Alliant le geste à la parole, nous trouvons aussi, dans le livre des Machhabés (2-4 à 2-8) que c’est notre Jérémie qui aurait caché l’arche, pour la « protéger », jusqu’à ce que Dieu la fasse réapparaitre le jour où il rassemblera son peuple. Evidemment, par peuple de Dieu à rassembler, il faut comprendre juifs car nous autres, goyims, nous ne sommes pas invités sauf, peut être, pour le rôle des méchants. L’histoire nous a légué un beau portait de Jérémie, posant avec l’arche et les rouleaux sacrés.
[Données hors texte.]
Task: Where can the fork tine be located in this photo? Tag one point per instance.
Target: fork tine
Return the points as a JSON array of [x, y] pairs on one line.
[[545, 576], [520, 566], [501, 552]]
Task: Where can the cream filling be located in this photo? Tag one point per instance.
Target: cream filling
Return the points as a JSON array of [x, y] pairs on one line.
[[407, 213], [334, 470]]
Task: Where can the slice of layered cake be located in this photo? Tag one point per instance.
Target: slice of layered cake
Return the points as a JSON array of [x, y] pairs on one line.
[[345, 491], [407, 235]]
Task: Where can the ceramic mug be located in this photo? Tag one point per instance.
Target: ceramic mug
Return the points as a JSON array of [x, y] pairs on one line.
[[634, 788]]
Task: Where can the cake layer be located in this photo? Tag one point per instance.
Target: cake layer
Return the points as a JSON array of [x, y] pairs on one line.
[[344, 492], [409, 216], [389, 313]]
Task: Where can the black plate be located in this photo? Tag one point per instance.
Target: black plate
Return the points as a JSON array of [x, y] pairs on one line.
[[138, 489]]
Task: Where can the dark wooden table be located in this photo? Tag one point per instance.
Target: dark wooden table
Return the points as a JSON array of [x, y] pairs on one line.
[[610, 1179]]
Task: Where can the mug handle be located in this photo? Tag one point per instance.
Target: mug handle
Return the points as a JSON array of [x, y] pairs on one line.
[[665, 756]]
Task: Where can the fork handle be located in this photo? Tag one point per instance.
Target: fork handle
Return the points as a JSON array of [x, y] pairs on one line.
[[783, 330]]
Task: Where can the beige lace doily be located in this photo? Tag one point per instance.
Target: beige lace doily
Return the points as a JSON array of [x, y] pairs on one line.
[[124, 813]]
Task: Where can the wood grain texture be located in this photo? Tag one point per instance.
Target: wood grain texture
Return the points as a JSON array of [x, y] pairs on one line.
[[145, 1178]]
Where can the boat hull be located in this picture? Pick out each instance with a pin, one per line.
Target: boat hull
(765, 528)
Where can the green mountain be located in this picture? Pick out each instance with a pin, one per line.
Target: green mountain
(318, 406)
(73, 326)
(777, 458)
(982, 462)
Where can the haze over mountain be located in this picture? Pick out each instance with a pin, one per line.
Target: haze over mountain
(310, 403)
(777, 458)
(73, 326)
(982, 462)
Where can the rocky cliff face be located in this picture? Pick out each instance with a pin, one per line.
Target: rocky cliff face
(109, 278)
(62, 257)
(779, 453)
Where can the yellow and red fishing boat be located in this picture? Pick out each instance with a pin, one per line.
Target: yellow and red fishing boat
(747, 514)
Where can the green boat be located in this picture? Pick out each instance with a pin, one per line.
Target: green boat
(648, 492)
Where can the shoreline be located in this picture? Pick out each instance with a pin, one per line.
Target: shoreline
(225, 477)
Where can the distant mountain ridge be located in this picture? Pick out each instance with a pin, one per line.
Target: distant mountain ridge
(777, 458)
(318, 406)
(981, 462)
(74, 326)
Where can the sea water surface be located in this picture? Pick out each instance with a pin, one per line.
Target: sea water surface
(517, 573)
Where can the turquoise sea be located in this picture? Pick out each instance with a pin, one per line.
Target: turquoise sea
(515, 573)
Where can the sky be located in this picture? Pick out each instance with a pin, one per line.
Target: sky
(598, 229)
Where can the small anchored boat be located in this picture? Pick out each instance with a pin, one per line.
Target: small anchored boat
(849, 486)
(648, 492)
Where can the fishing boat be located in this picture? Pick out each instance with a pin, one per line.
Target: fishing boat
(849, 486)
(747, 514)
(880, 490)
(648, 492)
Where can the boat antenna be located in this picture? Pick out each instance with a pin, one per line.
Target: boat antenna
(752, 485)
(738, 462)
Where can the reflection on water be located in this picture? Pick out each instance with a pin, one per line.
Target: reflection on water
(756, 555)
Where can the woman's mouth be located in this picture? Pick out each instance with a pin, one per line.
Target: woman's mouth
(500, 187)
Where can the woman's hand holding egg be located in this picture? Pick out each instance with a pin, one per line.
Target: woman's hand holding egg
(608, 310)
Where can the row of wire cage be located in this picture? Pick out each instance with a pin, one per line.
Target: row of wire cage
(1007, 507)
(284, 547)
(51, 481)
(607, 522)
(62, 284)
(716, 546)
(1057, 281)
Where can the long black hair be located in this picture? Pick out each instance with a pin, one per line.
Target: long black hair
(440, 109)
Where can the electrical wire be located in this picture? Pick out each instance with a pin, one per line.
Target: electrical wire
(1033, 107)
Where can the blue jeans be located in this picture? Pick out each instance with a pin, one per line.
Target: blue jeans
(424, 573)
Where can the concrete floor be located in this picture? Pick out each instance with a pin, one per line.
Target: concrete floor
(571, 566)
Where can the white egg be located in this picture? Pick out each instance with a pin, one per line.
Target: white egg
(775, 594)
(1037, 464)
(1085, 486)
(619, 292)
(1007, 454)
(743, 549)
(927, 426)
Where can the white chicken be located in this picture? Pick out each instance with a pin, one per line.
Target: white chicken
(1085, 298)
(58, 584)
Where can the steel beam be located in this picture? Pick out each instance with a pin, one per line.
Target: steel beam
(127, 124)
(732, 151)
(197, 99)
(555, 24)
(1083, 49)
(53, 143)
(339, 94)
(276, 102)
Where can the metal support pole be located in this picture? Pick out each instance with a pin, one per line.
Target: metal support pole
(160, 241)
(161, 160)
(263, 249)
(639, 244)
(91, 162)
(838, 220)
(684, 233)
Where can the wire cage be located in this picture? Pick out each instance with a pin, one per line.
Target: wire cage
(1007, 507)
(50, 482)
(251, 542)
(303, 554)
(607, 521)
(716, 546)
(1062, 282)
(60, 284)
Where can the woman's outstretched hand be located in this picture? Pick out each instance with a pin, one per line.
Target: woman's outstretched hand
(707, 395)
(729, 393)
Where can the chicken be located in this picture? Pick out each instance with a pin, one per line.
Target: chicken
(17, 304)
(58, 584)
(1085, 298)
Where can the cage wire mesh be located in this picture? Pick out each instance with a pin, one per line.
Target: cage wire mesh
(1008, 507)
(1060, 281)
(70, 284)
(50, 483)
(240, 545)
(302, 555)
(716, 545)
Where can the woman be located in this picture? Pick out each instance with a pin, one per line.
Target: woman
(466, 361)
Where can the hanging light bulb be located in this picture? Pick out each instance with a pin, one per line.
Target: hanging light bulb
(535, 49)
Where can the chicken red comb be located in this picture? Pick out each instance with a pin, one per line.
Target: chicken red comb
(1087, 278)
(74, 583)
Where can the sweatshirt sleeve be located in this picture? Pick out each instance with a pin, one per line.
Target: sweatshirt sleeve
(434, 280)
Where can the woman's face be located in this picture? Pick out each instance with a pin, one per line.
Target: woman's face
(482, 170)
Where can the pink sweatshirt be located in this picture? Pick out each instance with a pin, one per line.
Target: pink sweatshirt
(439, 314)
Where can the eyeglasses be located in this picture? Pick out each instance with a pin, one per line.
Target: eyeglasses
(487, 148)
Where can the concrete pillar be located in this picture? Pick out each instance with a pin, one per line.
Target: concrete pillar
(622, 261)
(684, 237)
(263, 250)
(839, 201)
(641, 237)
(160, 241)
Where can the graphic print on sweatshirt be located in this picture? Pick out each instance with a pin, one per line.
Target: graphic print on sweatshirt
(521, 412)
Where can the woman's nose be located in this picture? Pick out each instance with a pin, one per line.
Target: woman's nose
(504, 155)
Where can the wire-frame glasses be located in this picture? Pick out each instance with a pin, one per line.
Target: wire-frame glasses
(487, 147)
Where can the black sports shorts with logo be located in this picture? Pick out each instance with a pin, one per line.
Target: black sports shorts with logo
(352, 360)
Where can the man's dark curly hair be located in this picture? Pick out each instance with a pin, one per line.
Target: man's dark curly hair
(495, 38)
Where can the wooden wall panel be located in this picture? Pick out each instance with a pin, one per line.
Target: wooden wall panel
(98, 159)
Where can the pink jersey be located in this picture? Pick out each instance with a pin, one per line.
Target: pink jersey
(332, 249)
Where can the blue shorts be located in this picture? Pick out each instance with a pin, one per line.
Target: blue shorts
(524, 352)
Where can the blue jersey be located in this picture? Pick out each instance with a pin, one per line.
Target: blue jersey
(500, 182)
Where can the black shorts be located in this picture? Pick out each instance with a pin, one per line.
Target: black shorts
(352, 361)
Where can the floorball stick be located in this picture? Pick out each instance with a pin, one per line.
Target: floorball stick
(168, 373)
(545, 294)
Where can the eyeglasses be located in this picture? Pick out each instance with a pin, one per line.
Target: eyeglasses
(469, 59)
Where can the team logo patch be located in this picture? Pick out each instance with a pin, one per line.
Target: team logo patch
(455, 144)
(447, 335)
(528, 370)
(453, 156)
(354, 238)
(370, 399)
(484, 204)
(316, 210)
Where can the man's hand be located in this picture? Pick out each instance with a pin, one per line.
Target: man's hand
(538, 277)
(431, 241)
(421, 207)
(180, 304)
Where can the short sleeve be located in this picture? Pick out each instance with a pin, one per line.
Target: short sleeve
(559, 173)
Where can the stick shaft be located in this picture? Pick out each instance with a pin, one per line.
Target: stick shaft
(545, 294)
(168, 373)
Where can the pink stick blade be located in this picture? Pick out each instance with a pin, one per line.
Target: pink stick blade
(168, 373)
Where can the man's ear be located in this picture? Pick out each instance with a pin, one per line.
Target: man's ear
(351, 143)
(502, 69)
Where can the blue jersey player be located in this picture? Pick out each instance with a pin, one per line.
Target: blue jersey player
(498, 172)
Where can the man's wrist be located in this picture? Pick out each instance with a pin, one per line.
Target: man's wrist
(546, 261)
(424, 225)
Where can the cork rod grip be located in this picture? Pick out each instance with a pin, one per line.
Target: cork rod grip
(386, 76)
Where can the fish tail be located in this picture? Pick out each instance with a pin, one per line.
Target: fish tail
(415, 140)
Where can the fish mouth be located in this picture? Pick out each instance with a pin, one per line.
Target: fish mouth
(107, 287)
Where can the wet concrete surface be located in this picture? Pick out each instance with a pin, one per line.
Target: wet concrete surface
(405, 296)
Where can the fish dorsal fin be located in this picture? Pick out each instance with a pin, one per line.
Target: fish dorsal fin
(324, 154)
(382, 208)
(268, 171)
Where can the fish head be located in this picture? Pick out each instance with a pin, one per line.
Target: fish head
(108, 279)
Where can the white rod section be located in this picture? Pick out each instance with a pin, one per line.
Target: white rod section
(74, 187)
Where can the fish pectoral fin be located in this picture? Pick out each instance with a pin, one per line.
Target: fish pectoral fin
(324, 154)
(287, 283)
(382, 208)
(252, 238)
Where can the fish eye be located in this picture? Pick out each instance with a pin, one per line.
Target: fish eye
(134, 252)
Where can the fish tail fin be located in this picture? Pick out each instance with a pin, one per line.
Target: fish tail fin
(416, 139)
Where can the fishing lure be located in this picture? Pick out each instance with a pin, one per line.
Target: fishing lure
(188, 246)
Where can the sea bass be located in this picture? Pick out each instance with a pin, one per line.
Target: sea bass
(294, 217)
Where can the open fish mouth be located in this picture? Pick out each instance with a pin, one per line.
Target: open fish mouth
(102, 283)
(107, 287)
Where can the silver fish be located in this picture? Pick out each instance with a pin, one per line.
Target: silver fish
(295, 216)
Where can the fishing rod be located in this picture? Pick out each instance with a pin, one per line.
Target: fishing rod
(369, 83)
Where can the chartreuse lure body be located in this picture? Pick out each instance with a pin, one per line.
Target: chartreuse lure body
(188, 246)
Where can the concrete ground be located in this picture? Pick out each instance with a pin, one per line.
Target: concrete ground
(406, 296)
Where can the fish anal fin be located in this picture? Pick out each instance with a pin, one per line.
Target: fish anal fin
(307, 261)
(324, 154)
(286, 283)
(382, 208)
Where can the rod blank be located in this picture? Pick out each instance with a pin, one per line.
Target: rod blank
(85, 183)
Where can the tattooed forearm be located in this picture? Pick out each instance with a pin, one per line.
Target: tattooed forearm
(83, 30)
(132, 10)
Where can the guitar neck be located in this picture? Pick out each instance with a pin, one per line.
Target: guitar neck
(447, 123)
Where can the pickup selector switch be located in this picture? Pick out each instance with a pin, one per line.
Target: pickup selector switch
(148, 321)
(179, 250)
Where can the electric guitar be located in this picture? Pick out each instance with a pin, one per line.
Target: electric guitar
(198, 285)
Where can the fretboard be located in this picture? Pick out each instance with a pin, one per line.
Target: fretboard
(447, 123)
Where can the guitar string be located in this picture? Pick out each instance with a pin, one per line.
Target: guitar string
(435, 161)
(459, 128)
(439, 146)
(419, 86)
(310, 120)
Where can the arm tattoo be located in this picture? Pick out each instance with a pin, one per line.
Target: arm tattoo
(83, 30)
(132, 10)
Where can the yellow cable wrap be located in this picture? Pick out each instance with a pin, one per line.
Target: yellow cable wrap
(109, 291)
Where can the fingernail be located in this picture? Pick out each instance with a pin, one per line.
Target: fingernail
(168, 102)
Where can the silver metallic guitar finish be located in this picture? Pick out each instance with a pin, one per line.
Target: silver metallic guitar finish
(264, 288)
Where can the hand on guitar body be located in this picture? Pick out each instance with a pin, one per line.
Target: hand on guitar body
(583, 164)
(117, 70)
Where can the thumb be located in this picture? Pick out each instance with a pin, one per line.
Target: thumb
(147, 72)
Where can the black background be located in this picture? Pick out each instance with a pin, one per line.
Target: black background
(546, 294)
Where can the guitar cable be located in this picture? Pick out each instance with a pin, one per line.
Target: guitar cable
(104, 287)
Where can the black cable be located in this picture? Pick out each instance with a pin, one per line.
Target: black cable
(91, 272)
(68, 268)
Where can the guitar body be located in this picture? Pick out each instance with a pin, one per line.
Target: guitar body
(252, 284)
Bye-bye l’arche et les rouleaux sacrés.

Mais pour les Muslims à Dieu, ce n’est pas très important puisque le coran nous répète, en large, en long et en travers, que la thora originelle, l’injeel et le coran contiennent à peu près la même chose. Le coran est la meilleure Thora disponible. Le coran est le meilleur Injeel disponible. Leur origine est commune, Ommo El Kitab, la source des livres, sous la garde de Dieu.

De toute façon, la coexistence d’une bible authentique, d’un injeel authentique et d’un coran authentique aurait posé des problèmes sérieux dans la religion unique de Dieu.

Une épine théologique dont Dieu s’est en sorti admirablement en confiant la garde des premiers aux Hommes. C’est plus efficace que l’acide. Il est amusant de constater que les cheikhs appellent « gens du livre » ceux qui n’ont plus de livre authentique et « pas gens du livre », ceux qui l’ont.

Trouver l’arche sera un grand signe pour les Juifs. Celui qui la trouvera sera un héro (une reprise de l’histoire 2-246-247 ?). Des hadiths disent que ce sera notre Imam-Prophète EL Mahdi. Ce prophète qui n’en est pas un (vu que Muhammad est le dernier), authentifierait Jésus, lors de son retour, pour les musulmans.

Qui trucidera le prochain « Yeshua », conformément à la tradition ?

Le suspense est insoutenable d’autant plus que cette fois-ci, les ninjas verts de l’espace sont sur le coup (Googler fausse attaque extraterrestre). Ne quittez pas CNN des yeux.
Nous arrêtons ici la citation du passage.